Joseph Vernon (c. 1738–1782) was an English actor and singer. From his days as a boy soprano, he had a successful career on the London stage, interrupted only by the aftermath of an underage wedding to a colleague.

==Early life==
Born at Coventry around 1738, Vernon was illegitimate. He studied in London under William Savage in the choir of St Paul's Cathedral. As a boy he had a fine soprano voice, and on 23 February 1751 he sang at Drury Lane Theatre in Thomas Arne's Alfred. On 22 May he took part in Queen Mab, the pantomime by Henry Woodward; on 20 September in the funeral procession in Romeo and Juliet; and on 19 November in The Shepherd's Lottery, an opera by William Boyce. In the early part of 1754 he sang tenor parts and acted comedy at Drury Lane.
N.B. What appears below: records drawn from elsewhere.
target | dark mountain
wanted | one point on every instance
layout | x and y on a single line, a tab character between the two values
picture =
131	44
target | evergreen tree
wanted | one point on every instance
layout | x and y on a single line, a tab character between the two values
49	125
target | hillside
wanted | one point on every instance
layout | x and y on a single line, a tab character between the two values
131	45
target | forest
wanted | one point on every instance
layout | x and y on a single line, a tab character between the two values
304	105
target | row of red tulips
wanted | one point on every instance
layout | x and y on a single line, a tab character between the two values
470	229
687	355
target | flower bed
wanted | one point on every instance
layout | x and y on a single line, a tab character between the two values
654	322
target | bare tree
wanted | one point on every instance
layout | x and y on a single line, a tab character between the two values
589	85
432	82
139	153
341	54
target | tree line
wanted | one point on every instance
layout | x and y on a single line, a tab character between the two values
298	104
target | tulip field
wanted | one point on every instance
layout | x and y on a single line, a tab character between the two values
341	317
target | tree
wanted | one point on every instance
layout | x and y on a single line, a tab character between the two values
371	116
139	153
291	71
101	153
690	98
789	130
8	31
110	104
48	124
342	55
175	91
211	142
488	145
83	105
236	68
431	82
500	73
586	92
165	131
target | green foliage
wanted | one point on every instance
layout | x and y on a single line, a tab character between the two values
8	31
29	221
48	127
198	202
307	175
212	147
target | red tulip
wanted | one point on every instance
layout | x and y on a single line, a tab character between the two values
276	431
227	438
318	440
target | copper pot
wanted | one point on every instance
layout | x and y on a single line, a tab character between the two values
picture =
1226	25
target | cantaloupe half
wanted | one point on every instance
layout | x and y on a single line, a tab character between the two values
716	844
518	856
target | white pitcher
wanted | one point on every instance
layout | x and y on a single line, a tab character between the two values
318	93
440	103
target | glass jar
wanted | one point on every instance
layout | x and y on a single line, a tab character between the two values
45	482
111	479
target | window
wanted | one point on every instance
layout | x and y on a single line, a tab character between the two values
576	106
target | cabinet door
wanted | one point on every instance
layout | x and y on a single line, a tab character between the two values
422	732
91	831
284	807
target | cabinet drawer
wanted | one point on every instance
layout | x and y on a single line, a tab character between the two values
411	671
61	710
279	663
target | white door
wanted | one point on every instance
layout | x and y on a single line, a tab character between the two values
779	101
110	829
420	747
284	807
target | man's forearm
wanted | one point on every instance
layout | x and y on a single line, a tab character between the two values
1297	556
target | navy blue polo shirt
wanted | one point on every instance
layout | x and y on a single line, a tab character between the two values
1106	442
==Scandal and exile in Dublin==
In 1755 Vernon married Jane Poitier, a singer at Drury Lane at the Savoy Chapel. John Wilkinson, the incumbent of the Savoy Chapel, thought that the terms of the Marriage Act 1753, aimed at clandestine marriages, did not apply to his extra-parochial church, and continued to issue licenses and to solemnise marriages. Among these technically irregular weddings, Vernon's happened to be the test case taken to court by the authorities. According to Tate Wilkinson Joseph and Jane, who had been acting as "Mrs. Vernon", were happy enough to be parted.

On the other hand, the fallout of the prosecution case against the clergy of the Chapel was serious. Wilkinson was sentenced in 1756 to 14 years transportation to British North America, and died in 1757 on the way. The curate John Grierson, who had carried out the marriage, received the same sentence: Vernon had testified at the trial, and was then hissed on stage. The unpopular Vernon moved to Dublin, where he had further success as an actor.

==Return to Drury Lane==
Back at Drury Lane in 1762, Vernon was given parts by David Garrick. He combined polished singing and a natural style of acting in Shakespeare. He was also assigned some characters in comedy and farce: Colonel Bully in The Provoked Wife; Master Stephen in Every Man in his Humour; Sir John Loverule in The Devil to Pay, a ballad opera by Charles Coffey, and Sharp in The Lying Valet by Garrick. According to James Boaden, Vernon's voice in maturity was of poor quality. Nonetheless, he continued to take singing parts in opera and interludes. The song in Act III of The School for Scandal was written by Thomas Linley for him. He took the title role in Selima and Azor, Linley's first opera.

==Last years==
Vernon's last performances were Artabanes in Artaxerxes, First Bacchanal in Comus, and Truemore in The Lord of the Manor by Jackson of Exeter, 1780. Until 6 October 1781 he appeared in these and his older parts. He died on 19 March 1782 at Lambeth, and the administration of his effects was granted to Margaret Vernon, his widow.

==Works==
Vernon compiled around 1782 The New London and Country Songster, or a Banquet of Vocal Music. He composed songs and ballads, including New Songs in the Pantomime of the Witches, the epilogue in Twelfth Night, and a song in the Two Gentlemen of Verona.